Os vestidos desenvolvidos por ambos remetem a símbolos ligados à democracia, ao centro das decisões políticas, aos protestos e à cultura da cidade. Eles relatam uma abordagem metódica e dramática em seu trabalho, sempre buscando transformar elementos arquitetônicos em peças de roupa.

 

Marcas influenciadas pela geometria urbana e pela natureza

 

A arquiteta e estilista Nara Resende, de 54 anos, também destaca a influência das formas simples e da geometria de Brasília em seu processo criativo. Para ela, o repertório desenvolvido ao longo da carreira é fruto direto dessas referências.

 

Nara afirma que Brasília é uma cidade marcada pelo contraste entre o brutalismo das construções e a presença da natureza, o que impacta fortemente sua inspiração.
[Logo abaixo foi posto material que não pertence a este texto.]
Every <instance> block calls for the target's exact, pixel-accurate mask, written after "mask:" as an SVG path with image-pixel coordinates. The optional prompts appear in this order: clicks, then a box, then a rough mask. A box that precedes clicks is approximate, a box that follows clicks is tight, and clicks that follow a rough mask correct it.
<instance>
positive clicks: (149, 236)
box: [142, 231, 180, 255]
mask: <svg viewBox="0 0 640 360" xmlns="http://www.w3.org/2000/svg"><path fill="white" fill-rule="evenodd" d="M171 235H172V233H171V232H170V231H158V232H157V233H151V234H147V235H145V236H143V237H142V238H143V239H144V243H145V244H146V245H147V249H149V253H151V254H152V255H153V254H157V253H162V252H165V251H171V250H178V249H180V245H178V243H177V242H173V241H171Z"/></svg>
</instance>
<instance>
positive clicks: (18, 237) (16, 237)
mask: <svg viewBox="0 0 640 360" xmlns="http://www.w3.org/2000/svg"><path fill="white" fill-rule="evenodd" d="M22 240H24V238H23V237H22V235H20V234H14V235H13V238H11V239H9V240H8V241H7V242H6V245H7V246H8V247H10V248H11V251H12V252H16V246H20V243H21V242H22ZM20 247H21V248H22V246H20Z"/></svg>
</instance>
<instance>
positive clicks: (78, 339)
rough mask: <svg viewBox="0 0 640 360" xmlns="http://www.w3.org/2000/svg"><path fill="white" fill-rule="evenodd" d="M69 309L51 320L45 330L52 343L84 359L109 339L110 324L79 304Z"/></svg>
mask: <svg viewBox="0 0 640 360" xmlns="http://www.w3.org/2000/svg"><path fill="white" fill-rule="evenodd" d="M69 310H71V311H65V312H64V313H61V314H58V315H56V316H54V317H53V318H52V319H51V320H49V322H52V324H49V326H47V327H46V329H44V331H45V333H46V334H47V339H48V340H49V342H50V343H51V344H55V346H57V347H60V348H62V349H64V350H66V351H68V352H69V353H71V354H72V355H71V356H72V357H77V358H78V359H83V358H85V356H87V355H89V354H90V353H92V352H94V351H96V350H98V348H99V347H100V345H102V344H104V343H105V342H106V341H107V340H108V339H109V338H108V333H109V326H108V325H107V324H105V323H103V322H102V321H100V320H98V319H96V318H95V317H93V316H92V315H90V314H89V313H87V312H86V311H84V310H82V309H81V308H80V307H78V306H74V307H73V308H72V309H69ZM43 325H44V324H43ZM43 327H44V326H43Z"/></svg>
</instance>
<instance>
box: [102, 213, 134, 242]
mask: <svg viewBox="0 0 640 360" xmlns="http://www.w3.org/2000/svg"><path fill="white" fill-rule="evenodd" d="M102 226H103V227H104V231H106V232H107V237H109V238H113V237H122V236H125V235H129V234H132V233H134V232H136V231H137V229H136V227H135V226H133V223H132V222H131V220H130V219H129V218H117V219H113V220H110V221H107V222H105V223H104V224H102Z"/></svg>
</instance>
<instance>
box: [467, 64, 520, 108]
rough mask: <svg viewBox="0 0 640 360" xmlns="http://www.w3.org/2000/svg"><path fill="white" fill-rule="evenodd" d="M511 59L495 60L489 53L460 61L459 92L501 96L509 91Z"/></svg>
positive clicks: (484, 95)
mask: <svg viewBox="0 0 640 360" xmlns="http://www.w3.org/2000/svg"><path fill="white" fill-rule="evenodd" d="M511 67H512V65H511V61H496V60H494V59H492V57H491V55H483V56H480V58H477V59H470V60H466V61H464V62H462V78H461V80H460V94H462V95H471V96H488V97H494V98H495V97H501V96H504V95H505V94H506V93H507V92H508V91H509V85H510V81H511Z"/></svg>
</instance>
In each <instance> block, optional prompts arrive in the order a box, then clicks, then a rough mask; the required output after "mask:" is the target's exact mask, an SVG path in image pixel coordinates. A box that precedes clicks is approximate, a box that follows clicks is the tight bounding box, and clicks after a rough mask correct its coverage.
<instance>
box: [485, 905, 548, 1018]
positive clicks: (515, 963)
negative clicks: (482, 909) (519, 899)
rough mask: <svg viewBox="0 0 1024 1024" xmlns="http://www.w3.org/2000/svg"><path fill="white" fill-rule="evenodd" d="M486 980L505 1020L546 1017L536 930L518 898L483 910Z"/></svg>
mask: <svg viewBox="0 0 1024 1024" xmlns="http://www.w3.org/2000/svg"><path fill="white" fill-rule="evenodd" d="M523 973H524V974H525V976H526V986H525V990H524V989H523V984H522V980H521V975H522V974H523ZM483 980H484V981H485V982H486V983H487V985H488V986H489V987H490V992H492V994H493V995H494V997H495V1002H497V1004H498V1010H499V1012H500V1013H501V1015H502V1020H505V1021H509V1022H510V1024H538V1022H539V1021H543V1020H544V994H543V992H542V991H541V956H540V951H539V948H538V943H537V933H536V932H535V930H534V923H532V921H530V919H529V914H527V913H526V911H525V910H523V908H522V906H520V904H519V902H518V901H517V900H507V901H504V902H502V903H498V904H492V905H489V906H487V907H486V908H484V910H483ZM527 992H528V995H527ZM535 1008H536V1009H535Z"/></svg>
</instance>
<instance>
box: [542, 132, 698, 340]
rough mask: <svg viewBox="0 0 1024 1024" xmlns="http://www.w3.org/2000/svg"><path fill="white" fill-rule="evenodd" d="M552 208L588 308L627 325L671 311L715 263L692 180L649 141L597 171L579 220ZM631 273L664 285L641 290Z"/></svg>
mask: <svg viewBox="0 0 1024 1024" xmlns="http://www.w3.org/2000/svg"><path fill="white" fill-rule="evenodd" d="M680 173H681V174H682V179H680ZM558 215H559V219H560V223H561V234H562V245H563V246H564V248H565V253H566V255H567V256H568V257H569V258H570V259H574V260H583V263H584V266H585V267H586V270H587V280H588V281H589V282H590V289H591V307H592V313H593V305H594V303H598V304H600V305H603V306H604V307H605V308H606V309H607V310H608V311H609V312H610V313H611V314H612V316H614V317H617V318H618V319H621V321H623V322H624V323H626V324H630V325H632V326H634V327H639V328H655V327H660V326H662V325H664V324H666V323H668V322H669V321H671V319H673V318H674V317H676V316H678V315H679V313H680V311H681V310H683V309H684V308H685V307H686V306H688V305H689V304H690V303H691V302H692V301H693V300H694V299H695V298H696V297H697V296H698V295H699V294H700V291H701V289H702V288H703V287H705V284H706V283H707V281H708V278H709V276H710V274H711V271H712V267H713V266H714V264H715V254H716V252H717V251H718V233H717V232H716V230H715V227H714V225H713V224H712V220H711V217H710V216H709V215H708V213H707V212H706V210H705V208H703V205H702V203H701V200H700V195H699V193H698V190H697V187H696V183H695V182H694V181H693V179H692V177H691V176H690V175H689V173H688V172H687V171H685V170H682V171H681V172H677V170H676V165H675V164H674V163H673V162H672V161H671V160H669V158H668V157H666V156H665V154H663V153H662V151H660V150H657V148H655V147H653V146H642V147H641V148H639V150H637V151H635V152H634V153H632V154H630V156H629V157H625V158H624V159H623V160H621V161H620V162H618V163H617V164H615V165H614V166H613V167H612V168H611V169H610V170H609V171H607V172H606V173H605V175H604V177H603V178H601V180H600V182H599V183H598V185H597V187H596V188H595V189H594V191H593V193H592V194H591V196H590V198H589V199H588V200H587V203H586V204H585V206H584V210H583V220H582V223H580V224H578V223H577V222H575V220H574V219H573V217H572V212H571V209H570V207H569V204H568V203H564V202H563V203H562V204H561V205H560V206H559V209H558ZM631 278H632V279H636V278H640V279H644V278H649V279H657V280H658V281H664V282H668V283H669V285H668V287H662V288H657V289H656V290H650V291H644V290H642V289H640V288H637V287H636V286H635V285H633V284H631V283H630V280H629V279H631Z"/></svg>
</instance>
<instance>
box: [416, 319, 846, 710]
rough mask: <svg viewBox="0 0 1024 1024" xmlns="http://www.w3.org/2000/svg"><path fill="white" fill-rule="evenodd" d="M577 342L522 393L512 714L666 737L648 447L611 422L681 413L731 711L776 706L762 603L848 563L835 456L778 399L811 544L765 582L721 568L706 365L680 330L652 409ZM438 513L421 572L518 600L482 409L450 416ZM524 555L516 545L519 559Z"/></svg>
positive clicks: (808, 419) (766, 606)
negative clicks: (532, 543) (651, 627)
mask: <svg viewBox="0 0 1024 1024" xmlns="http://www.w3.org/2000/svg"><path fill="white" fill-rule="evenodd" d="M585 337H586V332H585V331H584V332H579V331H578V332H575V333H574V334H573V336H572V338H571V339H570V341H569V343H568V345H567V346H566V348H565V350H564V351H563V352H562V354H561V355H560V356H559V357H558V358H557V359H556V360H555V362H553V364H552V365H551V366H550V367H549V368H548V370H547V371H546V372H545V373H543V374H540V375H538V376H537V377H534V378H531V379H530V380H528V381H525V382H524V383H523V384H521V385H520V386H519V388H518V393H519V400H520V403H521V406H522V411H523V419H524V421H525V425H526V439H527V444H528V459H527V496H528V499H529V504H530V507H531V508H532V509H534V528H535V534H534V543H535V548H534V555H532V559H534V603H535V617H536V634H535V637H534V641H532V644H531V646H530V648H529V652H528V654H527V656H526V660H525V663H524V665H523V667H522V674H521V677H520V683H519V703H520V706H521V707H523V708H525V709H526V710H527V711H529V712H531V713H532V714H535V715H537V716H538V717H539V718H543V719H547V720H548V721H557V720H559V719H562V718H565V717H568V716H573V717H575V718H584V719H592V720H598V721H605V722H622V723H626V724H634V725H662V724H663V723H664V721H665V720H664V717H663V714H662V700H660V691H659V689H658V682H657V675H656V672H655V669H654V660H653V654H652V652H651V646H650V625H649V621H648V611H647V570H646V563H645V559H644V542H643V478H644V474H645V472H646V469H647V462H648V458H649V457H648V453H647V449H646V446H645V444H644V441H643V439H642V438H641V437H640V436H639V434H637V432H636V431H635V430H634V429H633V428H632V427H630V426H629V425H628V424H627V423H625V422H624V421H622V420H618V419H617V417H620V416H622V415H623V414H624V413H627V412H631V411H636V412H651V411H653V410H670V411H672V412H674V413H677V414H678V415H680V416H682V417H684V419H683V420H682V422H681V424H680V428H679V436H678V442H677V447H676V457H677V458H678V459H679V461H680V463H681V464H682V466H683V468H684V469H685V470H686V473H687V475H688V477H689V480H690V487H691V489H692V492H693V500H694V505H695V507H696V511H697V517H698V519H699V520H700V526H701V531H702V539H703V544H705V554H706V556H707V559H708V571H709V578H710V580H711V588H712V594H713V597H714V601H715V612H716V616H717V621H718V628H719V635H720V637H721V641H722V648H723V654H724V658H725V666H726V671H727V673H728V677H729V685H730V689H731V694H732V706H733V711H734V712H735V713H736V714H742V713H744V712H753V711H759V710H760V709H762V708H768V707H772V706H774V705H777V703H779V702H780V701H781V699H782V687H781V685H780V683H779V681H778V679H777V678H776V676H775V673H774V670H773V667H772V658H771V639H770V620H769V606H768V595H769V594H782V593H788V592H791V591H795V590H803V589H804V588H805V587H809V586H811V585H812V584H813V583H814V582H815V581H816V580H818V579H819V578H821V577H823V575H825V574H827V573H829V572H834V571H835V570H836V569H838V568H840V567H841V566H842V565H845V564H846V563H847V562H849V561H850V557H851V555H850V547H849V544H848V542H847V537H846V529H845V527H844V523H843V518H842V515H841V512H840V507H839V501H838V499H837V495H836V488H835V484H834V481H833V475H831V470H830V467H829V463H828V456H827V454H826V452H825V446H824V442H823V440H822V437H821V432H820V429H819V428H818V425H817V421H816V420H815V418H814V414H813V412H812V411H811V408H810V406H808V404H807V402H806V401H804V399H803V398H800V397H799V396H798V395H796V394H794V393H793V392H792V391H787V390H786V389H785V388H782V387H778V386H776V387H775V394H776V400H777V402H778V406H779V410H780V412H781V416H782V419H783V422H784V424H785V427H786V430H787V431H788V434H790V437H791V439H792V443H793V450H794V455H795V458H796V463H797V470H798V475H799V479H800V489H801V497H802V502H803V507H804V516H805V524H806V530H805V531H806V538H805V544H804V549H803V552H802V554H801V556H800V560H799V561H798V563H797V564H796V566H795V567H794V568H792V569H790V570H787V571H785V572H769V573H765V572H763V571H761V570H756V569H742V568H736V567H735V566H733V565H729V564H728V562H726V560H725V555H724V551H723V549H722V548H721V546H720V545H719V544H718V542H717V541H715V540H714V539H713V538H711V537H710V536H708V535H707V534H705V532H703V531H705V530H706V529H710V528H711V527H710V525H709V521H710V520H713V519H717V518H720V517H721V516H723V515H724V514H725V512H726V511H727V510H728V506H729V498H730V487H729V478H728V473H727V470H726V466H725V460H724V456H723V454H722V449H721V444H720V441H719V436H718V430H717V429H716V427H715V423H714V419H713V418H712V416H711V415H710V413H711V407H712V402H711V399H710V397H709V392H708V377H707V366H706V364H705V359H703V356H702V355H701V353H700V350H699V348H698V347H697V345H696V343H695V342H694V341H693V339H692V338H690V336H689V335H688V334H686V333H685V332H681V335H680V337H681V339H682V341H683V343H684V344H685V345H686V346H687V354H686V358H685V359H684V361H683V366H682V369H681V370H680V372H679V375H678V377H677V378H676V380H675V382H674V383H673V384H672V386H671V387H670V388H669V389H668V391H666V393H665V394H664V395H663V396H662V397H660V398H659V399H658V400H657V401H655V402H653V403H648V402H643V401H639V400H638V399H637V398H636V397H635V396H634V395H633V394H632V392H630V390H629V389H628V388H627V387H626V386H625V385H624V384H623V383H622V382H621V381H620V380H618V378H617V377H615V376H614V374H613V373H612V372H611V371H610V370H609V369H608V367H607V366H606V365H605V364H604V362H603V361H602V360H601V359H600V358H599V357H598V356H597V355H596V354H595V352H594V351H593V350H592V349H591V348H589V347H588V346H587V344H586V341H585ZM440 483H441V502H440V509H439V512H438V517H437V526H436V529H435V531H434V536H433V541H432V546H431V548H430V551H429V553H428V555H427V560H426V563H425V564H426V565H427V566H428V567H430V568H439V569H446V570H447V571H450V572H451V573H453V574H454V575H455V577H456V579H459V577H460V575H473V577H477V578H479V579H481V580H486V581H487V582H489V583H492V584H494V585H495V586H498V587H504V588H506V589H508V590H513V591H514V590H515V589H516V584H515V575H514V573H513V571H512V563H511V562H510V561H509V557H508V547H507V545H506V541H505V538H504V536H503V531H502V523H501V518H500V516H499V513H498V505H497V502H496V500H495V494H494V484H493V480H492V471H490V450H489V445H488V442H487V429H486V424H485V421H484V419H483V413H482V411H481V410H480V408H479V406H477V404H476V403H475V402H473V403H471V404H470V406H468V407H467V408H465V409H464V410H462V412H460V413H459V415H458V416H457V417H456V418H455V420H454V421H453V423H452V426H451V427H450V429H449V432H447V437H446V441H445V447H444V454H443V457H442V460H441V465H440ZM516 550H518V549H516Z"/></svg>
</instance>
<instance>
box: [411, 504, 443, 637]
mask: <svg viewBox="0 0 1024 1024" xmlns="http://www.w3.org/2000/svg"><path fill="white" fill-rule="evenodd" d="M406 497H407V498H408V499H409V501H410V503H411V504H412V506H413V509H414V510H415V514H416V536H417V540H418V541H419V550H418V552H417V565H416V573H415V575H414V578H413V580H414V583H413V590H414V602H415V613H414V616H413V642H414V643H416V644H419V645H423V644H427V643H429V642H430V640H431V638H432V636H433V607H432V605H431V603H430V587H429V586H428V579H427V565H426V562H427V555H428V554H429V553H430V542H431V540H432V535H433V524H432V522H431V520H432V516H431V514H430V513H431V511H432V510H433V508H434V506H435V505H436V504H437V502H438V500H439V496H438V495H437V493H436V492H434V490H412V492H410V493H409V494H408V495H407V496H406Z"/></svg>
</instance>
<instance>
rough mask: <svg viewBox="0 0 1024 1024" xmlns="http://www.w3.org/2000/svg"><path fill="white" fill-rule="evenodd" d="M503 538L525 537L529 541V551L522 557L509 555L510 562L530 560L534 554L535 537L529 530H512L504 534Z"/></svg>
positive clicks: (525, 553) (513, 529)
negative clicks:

O cotidiano nas ruas, onde observa a pulsação da vida e a circulação das pessoas, é uma de suas principais fontes criativas.

 

Artes visuais capturam a essência da capital

 

Na área das artes visuais, Isabella Stephan, de 41 anos, utiliza telas e estamparia para expressar as cores e sensações que considera representar a "alma da cidade". Ela produz obras que se situam entre o figurativo e o abstrato, abordando a alegria como tema central.

 

Inicialmente, Isabella dedicava-se à pintura em telas, mas, após vender vários quadros, decidiu transferir suas criações para o campo do vestuário. Ela observa que Brasília é uma cidade predominantemente branca, com predominância do concreto na arquitetura e presença marcante de linhas.

 

Hoje, Isabella busca traduzir, em seu trabalho, a multiplicidade de cores, movimento e alegria identificados nos habitantes da capital federal.